Chandrayaan-2 orbiter finds water on lunar surface – Times of India

NEW DELHI: Though Chandrayaan-2 mission lander hard-landed on the lunar surface in 2019, its orbiter is doing wonders as one of the eight key scientific instruments on board it has detected the “unambiguous presence of hydroxyl and water molecules” on the lunar surface. The findings will certainly give a heads-up to Isro as it is scheduled to launch its next lander-specific lunar mission Chandrayaan-3 in 2022.
Indian researchers used the data obtained by the orbiter’s imaging infrared spectrometer (IIRS), meant to collect information from the Moon’s electromagnetic spectrum, to understand the lunar mineral composition. Three strips on the Moon’s surface were analysed by an IIRS sensor for hydration presence.
“The initial data analysis from IIRS clearly demonstrates the presence of widespread lunar hydration and unambiguous detection of OH and H2O signatures on the Moon between 29 degrees north and 62 degrees north latitude,” said the findings of Indian researchers that were recently published in Current Science journal. Plagioclase-rich rocks have been found to have higher OH or possibly H2O molecules when compared to mare regions, which were found to have more dominance of OH at higher surface temperature, it said.
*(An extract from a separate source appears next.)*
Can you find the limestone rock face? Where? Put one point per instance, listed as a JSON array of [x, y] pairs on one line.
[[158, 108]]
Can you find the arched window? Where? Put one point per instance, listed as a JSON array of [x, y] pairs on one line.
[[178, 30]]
The study, authored by scientists, including former Isro chairman A S Kiran Kumar, from Indian Institute of Remote Sensing (IIRS), Dehradun, Ahmedabad-based Space Applications Centre, Bengaluru-based U R Rao Satellite Centre and the Isro headquarters, says the discovery is “significant for future planetary exploration for resource utilisation”, as several international missions, both manned and unmanned, to the Moon are lined up in the next few years.
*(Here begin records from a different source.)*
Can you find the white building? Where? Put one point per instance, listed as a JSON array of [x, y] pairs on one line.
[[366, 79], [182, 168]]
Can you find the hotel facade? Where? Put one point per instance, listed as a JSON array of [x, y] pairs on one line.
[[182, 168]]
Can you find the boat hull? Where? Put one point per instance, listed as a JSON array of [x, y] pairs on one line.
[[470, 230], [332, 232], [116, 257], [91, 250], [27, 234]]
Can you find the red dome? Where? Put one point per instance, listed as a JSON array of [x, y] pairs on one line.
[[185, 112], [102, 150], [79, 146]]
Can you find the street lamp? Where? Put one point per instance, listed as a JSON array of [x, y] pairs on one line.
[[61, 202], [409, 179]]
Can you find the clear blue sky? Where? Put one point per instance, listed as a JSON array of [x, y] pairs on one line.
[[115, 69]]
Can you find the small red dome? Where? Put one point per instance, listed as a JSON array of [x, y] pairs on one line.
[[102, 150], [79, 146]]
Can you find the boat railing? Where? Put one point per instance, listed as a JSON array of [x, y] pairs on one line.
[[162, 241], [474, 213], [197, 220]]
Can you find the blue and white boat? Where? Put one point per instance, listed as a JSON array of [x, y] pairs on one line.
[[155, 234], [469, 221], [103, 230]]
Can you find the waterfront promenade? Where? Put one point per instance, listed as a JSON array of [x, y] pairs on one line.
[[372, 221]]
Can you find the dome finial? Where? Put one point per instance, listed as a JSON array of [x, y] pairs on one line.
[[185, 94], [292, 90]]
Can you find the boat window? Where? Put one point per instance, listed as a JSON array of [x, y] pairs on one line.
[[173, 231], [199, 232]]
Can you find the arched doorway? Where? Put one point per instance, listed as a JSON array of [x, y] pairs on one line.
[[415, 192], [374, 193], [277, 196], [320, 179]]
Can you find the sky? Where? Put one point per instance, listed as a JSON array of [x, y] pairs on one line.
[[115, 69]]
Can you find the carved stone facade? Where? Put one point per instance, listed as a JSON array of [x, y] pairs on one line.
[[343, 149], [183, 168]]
India’s first moon mission Chandrayaan-1, launched in 2008, had first confirmed the presence of water when an instrument on board it — Moon Mineralogy Mapper or M3— belonging to Nasa’s JPL, first detected widely distributed hydration signatures across the Moon using 3 µm spectral response. However, due to limited spectral coverage of M3 (only up to 3 µm), the exact nature of the hydration signatures could not be ascertained. This made discrimination between OH and H2O detection difficult, said the report. But IIRS on-board Chandrayaan-2, which was launched on 22 July 2019, is not only indigenous but has also been designed to measure lunar reflected and emitted solar radiation in 0.8–5.0 µm spectral range. Its high spatial resolution (~80 m) and extended spectral range is most suitable to completely characterise lunar hydration (2.8–3.5 µm region) attributed to the presence of OH and H2O.
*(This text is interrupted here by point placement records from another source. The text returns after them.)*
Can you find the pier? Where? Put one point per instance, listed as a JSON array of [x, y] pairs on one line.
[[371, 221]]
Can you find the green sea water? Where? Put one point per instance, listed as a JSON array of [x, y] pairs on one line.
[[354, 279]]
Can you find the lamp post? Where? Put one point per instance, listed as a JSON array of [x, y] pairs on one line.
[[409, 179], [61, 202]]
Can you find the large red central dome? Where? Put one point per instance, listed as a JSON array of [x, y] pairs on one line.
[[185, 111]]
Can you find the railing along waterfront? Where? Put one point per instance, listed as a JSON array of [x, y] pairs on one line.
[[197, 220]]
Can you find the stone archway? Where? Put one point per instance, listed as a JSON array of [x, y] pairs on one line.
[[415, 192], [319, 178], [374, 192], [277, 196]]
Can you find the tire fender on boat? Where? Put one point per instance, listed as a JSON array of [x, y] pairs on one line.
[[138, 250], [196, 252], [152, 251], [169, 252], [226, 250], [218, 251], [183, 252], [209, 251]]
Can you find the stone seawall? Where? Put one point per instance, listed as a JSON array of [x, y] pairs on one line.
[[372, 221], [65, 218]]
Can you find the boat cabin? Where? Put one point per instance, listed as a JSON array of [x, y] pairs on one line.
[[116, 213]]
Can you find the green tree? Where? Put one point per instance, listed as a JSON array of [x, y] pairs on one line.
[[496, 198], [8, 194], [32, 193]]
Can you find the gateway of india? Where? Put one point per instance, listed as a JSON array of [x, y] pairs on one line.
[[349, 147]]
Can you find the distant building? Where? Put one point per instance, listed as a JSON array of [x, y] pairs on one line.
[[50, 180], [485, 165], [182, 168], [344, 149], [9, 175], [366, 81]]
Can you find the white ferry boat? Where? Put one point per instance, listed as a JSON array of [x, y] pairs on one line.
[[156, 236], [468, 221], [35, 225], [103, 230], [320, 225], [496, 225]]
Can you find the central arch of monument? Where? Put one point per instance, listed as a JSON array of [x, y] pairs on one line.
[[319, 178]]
The report from the data also observed that the brighter sunlit highland regions at higher latitudes of the Moon were found to have higher hydroxyl or possibly water molecules, that is enhanced hydration, compared to the large basaltic plain regions where hydroxyl appeared to be dominant, especially at higher surface temperature.
The thermal stability of these hydration features depends upon how they interact with one another, with the surface and their environment at particular temperature range and therefore provides important clues about their origin and evolution, the research paper said.